Our epic, 7-hour train journey from Kandy to Bandarawela took us high into the mountains. I was now in tea. RIGHT IN THE MIDDLE OF IT.
As we pulled in, green mountains dominated the view, and a sign on the outskirts of town welcomed us to “The Cool Climes of Bandarawela” (I, for one, continued to sweat). We checked into the Orient Hotel, and I discovered my room overlooked a golden-domed mosque.
That night, we climbed up to the hotel’s rooftop patio, where I was privy to yet another cooking class.
We made chicken curry and pumpkin curry, the latter of which was thickened by a powder we made from toasted and ground rice.
The chefs cooked up more dishes and we feasted, drinking bottles of Lion Lager to cool down and perpetually waving mosquitos away.
The next morning, we set out to ascend Lipton’s Seat, the point from which Scottish tea baron Sir Thomas Lipton once surveyed his tea-dom (from a seated position, we can only assume).
On our way, as we drove along a serpentine mountain road, Seth all of a sudden shouted “STOP!” and we pulled over abruptly. He’d spotted a group of women picking tea, and we scrambled up the steep hillside to ask if we could film them.
They were game.
Here are a few fascinating things about tea pickers in Sri Lanka’s Hill country: they’re almost always women, they’re typically the primary breadwinners in their families, and most of them do not look young.
In fact, many are grandmothers who’ve been doing it for decades. They work 8-9 hours a day in the baking heat, then head home to cook dinner, clean house, and look after their children or grandchildren. In other words, they are super heroes, and friendly ones at that.
All the tea pickers we met were gracious with our requests to film and photograph, and one woman even made sure to give me an address to which I could send some photos. We also tipped them, which I would certainly recommend if you’re a tourist who’s planning (as we did) to interrupt their work day.
The women were dressed in coarse, sturdy clothes, and collected the leaves in sacks hanging from their heads and down their backs. I was told women have traditionally made up the tea-plucking work force because of their dedication to quality, rather than quantity. Their husbands typically maintain the family garden, growing food that’s harvested year-round.
As we continued up, we came across another group of pickers who were on their morning break.
They poured me a cup of tea, and sliced into a sweet, fresh peach to offer as a snack.
This image of them, a colourful mass at the edge of a mountain, is one I often think of when I talk about the trip.
After my tea and peach snack, we continued on.

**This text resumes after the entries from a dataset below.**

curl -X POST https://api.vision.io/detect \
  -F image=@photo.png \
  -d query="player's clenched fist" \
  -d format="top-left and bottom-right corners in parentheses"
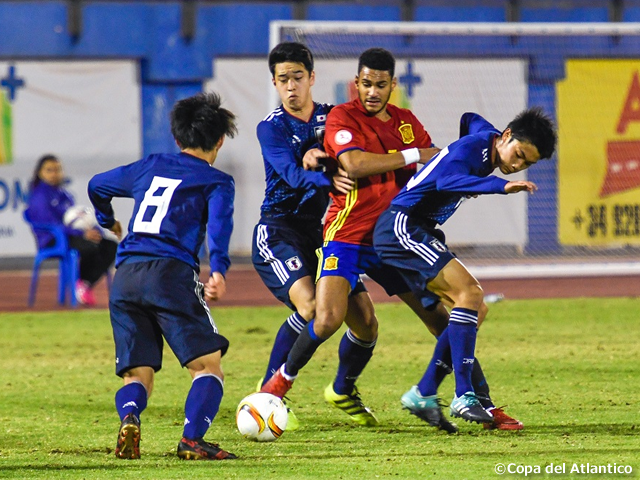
top-left (205, 271), bottom-right (227, 301)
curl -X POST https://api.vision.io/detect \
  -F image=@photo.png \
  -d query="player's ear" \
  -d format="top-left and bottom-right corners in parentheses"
top-left (501, 127), bottom-right (512, 143)
top-left (309, 70), bottom-right (315, 87)
top-left (354, 75), bottom-right (359, 88)
top-left (391, 77), bottom-right (397, 91)
top-left (272, 76), bottom-right (276, 86)
top-left (216, 136), bottom-right (225, 151)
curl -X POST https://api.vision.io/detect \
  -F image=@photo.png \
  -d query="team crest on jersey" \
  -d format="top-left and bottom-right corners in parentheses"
top-left (285, 256), bottom-right (302, 271)
top-left (335, 130), bottom-right (353, 146)
top-left (429, 238), bottom-right (447, 253)
top-left (323, 255), bottom-right (339, 270)
top-left (398, 123), bottom-right (415, 144)
top-left (314, 126), bottom-right (326, 145)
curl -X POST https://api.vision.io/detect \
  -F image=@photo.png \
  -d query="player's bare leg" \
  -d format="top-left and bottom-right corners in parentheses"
top-left (324, 288), bottom-right (380, 426)
top-left (258, 276), bottom-right (315, 430)
top-left (262, 275), bottom-right (352, 398)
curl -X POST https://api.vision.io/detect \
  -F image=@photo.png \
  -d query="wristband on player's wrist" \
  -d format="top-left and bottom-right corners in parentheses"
top-left (401, 148), bottom-right (420, 165)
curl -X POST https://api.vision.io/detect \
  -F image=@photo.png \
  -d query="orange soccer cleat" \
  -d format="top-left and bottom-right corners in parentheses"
top-left (484, 407), bottom-right (524, 430)
top-left (260, 367), bottom-right (294, 399)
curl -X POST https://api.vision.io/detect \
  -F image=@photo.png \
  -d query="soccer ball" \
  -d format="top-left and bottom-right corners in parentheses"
top-left (63, 205), bottom-right (98, 231)
top-left (236, 392), bottom-right (288, 442)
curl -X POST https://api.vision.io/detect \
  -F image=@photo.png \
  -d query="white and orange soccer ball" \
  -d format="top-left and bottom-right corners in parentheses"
top-left (236, 392), bottom-right (288, 442)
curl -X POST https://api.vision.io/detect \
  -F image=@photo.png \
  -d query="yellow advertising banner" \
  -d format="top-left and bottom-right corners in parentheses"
top-left (558, 60), bottom-right (640, 246)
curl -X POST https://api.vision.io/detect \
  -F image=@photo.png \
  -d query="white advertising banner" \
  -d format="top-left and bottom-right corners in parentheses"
top-left (207, 57), bottom-right (528, 254)
top-left (0, 61), bottom-right (141, 258)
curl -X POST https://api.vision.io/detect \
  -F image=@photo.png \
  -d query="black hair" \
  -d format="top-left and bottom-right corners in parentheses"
top-left (170, 91), bottom-right (237, 151)
top-left (268, 42), bottom-right (314, 76)
top-left (358, 48), bottom-right (395, 78)
top-left (507, 107), bottom-right (557, 160)
top-left (30, 154), bottom-right (59, 189)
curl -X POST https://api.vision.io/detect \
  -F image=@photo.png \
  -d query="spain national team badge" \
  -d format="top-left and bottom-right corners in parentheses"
top-left (323, 255), bottom-right (339, 270)
top-left (398, 123), bottom-right (415, 144)
top-left (429, 238), bottom-right (447, 253)
top-left (285, 256), bottom-right (302, 271)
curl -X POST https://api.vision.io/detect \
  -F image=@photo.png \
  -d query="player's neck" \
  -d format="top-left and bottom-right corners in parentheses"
top-left (490, 134), bottom-right (499, 169)
top-left (373, 108), bottom-right (391, 122)
top-left (284, 100), bottom-right (314, 122)
top-left (182, 148), bottom-right (217, 166)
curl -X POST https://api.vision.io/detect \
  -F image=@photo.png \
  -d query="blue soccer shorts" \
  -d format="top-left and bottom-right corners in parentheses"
top-left (373, 208), bottom-right (455, 309)
top-left (317, 240), bottom-right (409, 297)
top-left (253, 221), bottom-right (367, 310)
top-left (109, 258), bottom-right (229, 377)
top-left (252, 221), bottom-right (325, 310)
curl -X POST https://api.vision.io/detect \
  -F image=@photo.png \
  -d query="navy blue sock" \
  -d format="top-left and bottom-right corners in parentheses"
top-left (183, 374), bottom-right (223, 440)
top-left (418, 327), bottom-right (453, 397)
top-left (263, 312), bottom-right (307, 386)
top-left (284, 320), bottom-right (326, 377)
top-left (448, 308), bottom-right (479, 397)
top-left (115, 382), bottom-right (148, 421)
top-left (472, 358), bottom-right (494, 408)
top-left (333, 330), bottom-right (376, 395)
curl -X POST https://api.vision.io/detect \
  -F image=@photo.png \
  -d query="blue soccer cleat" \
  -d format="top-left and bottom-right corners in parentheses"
top-left (401, 386), bottom-right (458, 433)
top-left (450, 391), bottom-right (494, 424)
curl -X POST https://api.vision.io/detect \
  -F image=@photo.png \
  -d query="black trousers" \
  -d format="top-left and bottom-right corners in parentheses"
top-left (68, 235), bottom-right (118, 286)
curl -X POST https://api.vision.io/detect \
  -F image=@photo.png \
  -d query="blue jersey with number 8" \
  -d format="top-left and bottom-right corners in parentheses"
top-left (88, 152), bottom-right (234, 275)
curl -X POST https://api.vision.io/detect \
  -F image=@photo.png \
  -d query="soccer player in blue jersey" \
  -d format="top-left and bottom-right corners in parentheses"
top-left (88, 92), bottom-right (238, 460)
top-left (373, 108), bottom-right (557, 424)
top-left (252, 42), bottom-right (358, 427)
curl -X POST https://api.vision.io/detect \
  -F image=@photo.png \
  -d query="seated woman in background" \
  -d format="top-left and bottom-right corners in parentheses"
top-left (25, 154), bottom-right (119, 306)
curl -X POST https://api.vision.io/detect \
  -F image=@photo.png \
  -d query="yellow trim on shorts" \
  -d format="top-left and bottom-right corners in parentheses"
top-left (315, 247), bottom-right (323, 283)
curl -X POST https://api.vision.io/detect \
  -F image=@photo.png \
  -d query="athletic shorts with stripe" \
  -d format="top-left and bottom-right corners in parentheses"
top-left (317, 240), bottom-right (411, 297)
top-left (252, 220), bottom-right (327, 311)
top-left (253, 221), bottom-right (366, 310)
top-left (373, 208), bottom-right (455, 309)
top-left (109, 258), bottom-right (229, 377)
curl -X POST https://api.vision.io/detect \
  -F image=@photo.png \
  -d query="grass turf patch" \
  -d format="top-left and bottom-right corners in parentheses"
top-left (0, 298), bottom-right (638, 479)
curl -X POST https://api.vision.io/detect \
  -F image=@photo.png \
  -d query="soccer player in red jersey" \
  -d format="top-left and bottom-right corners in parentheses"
top-left (263, 48), bottom-right (522, 432)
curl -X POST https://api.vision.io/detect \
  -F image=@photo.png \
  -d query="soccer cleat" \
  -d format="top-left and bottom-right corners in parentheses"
top-left (260, 368), bottom-right (294, 399)
top-left (177, 437), bottom-right (237, 460)
top-left (256, 377), bottom-right (299, 431)
top-left (115, 413), bottom-right (141, 459)
top-left (450, 391), bottom-right (495, 424)
top-left (324, 383), bottom-right (379, 426)
top-left (400, 386), bottom-right (458, 434)
top-left (282, 399), bottom-right (299, 431)
top-left (483, 407), bottom-right (524, 431)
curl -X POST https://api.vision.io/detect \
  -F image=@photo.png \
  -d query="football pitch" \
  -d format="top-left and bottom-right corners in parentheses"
top-left (0, 298), bottom-right (638, 479)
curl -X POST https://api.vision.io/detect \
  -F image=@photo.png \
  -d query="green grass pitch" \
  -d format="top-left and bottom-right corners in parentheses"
top-left (1, 298), bottom-right (638, 479)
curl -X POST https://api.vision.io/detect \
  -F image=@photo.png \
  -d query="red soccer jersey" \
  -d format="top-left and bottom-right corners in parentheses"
top-left (323, 98), bottom-right (432, 245)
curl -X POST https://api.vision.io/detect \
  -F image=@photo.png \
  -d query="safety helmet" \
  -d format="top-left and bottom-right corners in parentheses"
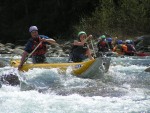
top-left (106, 38), bottom-right (112, 42)
top-left (130, 40), bottom-right (133, 44)
top-left (78, 31), bottom-right (86, 37)
top-left (125, 40), bottom-right (131, 44)
top-left (99, 35), bottom-right (106, 39)
top-left (117, 40), bottom-right (123, 44)
top-left (29, 26), bottom-right (38, 33)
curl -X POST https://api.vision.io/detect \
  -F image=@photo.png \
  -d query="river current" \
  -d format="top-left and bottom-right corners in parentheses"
top-left (0, 55), bottom-right (150, 113)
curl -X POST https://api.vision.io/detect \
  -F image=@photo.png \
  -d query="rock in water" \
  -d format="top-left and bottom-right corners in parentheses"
top-left (0, 74), bottom-right (20, 86)
top-left (0, 82), bottom-right (2, 88)
top-left (0, 61), bottom-right (5, 67)
top-left (145, 67), bottom-right (150, 72)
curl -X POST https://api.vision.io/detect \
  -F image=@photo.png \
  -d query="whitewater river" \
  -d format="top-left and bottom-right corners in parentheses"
top-left (0, 55), bottom-right (150, 113)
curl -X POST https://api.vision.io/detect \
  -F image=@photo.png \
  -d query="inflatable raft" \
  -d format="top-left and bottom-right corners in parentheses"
top-left (10, 57), bottom-right (110, 79)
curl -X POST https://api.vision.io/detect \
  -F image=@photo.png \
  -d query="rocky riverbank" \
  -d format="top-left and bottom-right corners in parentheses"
top-left (0, 41), bottom-right (72, 57)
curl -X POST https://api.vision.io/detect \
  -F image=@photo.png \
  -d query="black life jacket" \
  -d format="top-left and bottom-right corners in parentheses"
top-left (71, 43), bottom-right (88, 55)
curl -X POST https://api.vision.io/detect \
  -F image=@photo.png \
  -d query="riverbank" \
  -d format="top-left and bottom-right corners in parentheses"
top-left (0, 41), bottom-right (72, 57)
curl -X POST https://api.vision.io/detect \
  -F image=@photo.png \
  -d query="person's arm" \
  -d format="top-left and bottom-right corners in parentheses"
top-left (18, 51), bottom-right (29, 70)
top-left (86, 48), bottom-right (94, 60)
top-left (73, 35), bottom-right (92, 46)
top-left (73, 40), bottom-right (85, 46)
top-left (113, 46), bottom-right (117, 52)
top-left (39, 35), bottom-right (56, 44)
top-left (132, 45), bottom-right (136, 52)
top-left (45, 38), bottom-right (56, 44)
top-left (18, 40), bottom-right (32, 70)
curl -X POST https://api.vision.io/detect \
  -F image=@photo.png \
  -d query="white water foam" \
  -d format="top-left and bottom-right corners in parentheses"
top-left (0, 56), bottom-right (150, 113)
top-left (0, 85), bottom-right (150, 113)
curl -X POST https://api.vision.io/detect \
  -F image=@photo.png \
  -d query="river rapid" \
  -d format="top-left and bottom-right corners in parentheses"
top-left (0, 55), bottom-right (150, 113)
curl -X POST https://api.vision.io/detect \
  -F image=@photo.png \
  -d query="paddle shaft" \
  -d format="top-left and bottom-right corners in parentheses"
top-left (90, 39), bottom-right (96, 58)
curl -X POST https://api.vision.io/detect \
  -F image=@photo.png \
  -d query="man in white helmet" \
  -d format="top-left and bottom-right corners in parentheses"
top-left (18, 26), bottom-right (56, 70)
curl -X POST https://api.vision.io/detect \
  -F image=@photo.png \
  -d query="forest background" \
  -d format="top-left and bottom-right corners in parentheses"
top-left (0, 0), bottom-right (150, 44)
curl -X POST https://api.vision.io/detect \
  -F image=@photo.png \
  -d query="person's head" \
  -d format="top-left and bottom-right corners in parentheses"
top-left (29, 26), bottom-right (38, 38)
top-left (106, 38), bottom-right (112, 42)
top-left (125, 40), bottom-right (131, 44)
top-left (117, 40), bottom-right (123, 44)
top-left (78, 31), bottom-right (87, 41)
top-left (99, 35), bottom-right (106, 41)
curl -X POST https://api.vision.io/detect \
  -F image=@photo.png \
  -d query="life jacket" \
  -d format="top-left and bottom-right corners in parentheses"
top-left (113, 44), bottom-right (127, 55)
top-left (97, 40), bottom-right (109, 52)
top-left (71, 43), bottom-right (88, 55)
top-left (31, 37), bottom-right (47, 56)
top-left (70, 43), bottom-right (88, 62)
top-left (126, 44), bottom-right (136, 54)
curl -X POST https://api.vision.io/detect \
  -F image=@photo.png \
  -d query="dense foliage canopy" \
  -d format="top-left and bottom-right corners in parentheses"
top-left (0, 0), bottom-right (150, 44)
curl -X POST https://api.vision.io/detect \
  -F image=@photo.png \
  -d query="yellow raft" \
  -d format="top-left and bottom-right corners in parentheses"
top-left (10, 57), bottom-right (110, 79)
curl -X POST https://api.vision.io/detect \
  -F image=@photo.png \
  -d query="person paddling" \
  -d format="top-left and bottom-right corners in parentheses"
top-left (18, 26), bottom-right (56, 70)
top-left (97, 35), bottom-right (110, 52)
top-left (113, 40), bottom-right (127, 55)
top-left (69, 31), bottom-right (94, 62)
top-left (124, 40), bottom-right (136, 56)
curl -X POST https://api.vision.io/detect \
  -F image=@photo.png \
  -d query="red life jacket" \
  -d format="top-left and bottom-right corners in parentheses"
top-left (32, 37), bottom-right (47, 56)
top-left (99, 41), bottom-right (107, 47)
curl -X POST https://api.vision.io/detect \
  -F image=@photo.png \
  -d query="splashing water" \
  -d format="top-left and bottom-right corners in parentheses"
top-left (0, 56), bottom-right (150, 113)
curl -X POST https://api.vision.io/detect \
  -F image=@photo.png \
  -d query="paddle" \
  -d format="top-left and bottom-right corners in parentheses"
top-left (90, 39), bottom-right (97, 58)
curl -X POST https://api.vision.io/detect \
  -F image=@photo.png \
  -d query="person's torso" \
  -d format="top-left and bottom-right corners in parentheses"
top-left (31, 37), bottom-right (47, 56)
top-left (71, 43), bottom-right (88, 55)
top-left (113, 44), bottom-right (124, 54)
top-left (98, 40), bottom-right (109, 52)
top-left (126, 44), bottom-right (134, 51)
top-left (25, 35), bottom-right (49, 56)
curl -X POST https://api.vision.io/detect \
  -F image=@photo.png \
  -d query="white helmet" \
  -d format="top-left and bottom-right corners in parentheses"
top-left (125, 40), bottom-right (131, 44)
top-left (29, 26), bottom-right (38, 32)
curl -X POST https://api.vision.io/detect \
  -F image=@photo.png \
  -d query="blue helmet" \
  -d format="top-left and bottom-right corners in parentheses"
top-left (106, 38), bottom-right (112, 42)
top-left (117, 40), bottom-right (123, 44)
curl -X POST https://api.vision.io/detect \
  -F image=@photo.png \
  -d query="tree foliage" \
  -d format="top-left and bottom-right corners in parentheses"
top-left (0, 0), bottom-right (99, 43)
top-left (74, 0), bottom-right (150, 38)
top-left (0, 0), bottom-right (150, 43)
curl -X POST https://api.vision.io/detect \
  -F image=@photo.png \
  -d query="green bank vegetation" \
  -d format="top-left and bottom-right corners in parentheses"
top-left (0, 0), bottom-right (150, 43)
top-left (74, 0), bottom-right (150, 39)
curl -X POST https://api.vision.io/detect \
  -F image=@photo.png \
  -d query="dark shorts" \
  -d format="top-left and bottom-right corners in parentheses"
top-left (32, 55), bottom-right (47, 63)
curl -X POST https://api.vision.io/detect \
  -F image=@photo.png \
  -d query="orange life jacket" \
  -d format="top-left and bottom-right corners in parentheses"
top-left (113, 44), bottom-right (127, 55)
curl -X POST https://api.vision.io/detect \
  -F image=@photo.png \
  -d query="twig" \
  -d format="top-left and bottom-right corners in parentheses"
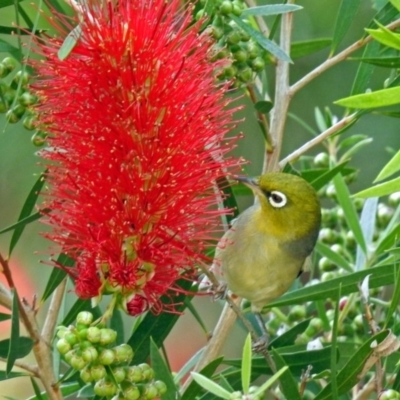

Many switchbacks later, we finally reached Lipton’s Seat, a narrow ridge of land between two immense valleys.
As Sri Lanka’s tourism industry grows, perhaps this site will become built-up and commercialized.
For now, however, it’s as simple as can be: there’s An Unbelievable View, and a Very Modest Shop That Serves Really Good Food.
By modest, I mean a small hut with a dirt floor and the most basic of kitchens.
A piece of cardboard serves as the cutting board, and there’s a single gas burner with a pot of oil for frying, and a hotplate.
We sat outside on plastic lawn chairs, and were brought tea and trays of food.
There were platters of roti and patties, which are a Tamil food similar to samosas, all served with a intensely red chili sambal. Spicy snacks at the top of the world, with a breeze? Nothing better.